1. In its response to the Committee's report,
the MoD made no effort to counter arguments that I and other witnesses
made concerning the lack of independence of the system and the
industrial base that supports it beyond making a general claim
against evidence given to the Committee. The MoD confined itself
to arguing that command and control was independent. This may,
by implication, lead to the conclusion that the MoD concedes that
there is no independence of procurement, even for warheads.
2. Sir Michael Quinlan has, in evidence
to the committee, argued that there is a difference between independence
of procurement and of operation. He agrees that there is no independence
of procurement, and does not appear to make an exception for warheads.
3. If the previous points lead us to the
conclusion that there is no independence of procurement, then
the next question to be asked is how far, if at all, one can say
that there is a distinct UK industrial base supporting nuclear
weapons and their delivery systems?
4. In this regard I suggest that Committee
might ask what are the provisions of the Mutual Defence Agreement
(MDA) and its amendments regarding the sharing by the UK with
other states of technology supplied by the US. And further, what
provisions there are for the physical withdrawal of that technology
if the MDA ceases to operate. Clearly some technologies such as
reactors and submarine and missile launch-tube technologies have
been transferred, but could they be operated independently or
with third parties?
5. The point is not to encourage or discourage
continuation of support for the MDA, but to obtain a clear assessment
of its terms and conditions and the impact they have on a realistic
assessment of British defence industrial capacity.

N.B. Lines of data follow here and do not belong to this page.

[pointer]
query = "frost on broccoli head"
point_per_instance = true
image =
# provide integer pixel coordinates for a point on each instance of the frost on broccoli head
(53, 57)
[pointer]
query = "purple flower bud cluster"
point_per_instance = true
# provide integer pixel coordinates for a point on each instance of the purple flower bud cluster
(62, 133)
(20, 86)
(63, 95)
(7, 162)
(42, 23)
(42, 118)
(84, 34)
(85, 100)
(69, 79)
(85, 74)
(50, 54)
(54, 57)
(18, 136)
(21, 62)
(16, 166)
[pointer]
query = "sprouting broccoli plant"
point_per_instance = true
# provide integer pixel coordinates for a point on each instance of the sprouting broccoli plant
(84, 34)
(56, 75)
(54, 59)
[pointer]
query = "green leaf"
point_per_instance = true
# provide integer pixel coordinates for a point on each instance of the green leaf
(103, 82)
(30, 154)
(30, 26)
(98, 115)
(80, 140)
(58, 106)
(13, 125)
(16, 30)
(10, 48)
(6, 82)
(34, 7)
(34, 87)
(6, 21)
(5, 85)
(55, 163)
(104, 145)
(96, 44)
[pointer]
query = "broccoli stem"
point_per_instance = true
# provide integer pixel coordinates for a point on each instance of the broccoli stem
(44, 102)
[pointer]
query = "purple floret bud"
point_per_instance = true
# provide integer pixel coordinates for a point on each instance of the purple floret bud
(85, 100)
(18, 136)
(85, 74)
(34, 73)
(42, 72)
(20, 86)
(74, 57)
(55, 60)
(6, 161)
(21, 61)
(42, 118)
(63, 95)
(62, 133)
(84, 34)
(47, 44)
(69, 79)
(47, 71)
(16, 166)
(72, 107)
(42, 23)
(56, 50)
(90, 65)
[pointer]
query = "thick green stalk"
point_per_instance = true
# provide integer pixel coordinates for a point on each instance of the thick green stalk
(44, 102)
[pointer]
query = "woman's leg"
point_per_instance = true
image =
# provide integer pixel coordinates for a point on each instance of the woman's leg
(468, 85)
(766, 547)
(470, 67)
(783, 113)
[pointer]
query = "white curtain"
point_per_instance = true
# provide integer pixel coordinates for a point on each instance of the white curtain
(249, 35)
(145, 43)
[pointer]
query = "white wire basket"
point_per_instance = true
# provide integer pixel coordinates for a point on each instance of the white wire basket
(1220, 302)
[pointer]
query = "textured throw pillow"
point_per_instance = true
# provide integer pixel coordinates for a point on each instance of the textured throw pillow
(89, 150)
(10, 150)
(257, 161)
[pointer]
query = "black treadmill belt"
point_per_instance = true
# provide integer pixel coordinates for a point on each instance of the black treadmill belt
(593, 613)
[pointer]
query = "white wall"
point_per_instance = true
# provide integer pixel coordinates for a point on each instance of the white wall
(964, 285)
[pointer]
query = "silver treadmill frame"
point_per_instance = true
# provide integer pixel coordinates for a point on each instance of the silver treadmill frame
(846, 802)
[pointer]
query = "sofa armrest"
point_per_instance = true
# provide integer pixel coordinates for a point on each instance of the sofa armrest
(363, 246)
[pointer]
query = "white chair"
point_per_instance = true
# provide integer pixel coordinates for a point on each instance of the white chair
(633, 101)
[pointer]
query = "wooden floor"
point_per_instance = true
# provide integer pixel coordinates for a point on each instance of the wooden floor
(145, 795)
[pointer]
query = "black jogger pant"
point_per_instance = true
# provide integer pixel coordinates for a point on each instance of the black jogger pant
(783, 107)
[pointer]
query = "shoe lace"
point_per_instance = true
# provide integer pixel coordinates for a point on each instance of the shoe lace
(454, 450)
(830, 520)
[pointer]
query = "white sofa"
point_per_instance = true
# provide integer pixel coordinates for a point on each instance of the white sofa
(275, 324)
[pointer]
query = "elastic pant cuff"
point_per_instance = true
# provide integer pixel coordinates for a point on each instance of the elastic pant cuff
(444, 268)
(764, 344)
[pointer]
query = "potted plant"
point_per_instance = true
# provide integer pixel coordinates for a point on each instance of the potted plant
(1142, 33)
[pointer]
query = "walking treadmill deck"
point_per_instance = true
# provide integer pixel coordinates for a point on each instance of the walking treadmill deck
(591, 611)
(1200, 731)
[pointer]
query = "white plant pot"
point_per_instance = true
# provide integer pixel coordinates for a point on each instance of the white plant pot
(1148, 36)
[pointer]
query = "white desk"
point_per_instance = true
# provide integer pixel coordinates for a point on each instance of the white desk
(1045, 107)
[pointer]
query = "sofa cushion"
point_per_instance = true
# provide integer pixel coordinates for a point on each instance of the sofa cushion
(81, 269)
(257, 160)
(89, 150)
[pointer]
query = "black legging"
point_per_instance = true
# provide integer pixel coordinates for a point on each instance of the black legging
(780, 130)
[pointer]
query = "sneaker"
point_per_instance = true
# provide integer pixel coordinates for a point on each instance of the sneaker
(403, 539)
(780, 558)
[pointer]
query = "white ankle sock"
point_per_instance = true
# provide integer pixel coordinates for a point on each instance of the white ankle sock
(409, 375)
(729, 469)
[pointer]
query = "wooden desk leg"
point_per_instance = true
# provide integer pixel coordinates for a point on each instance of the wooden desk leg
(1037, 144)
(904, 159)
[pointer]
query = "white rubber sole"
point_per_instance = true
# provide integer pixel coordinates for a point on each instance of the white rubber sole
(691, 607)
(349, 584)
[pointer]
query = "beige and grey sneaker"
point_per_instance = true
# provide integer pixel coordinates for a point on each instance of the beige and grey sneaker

6. In the past there was an assumption that
there were British bombs. Indeed, as one former JIC chair put
it, "I always thought the warheads were independent."
It is now a matter of public record that the US is required in
warhead design, nuclear parts, non-nuclear parts, machine tools,
management, arming-fusing-firing and related computer software.
7. Since Nassau, there has been an assumption
that despite reliance on the US to supply SSBN and SLBMs, there
was, in reserve, a British aircraft capacity. Will this remain
after the introduction of the Joint Strike Fighter?
8. My own view is that a consideration of
the industrial base for the strategic nuclear deterrent leads
to the conclusion that it is not British, certainly not in the
sense that any other state regards such capability as national.
9. From this emerges further reinforcement
for my central argument made in previous evidence that the British
enjoy the self-delusion of independent nuclear status at the price
of losing strategic independence of policy. In this respect, the
2003-04 negotiations on the MDA renewal are key matters that the
Committee might enquire into.
10. If it has not already done so, the Committee
might ask Robert S Norris for a copy of documents that he and
his colleagues at the Natural Resources Defense Council in Washington
DC hold that pertain to US-UK nuclear weapons collaboration, and
similar enquiries might be made of the National Security Archives
project of George Washington University, also in Washington DC.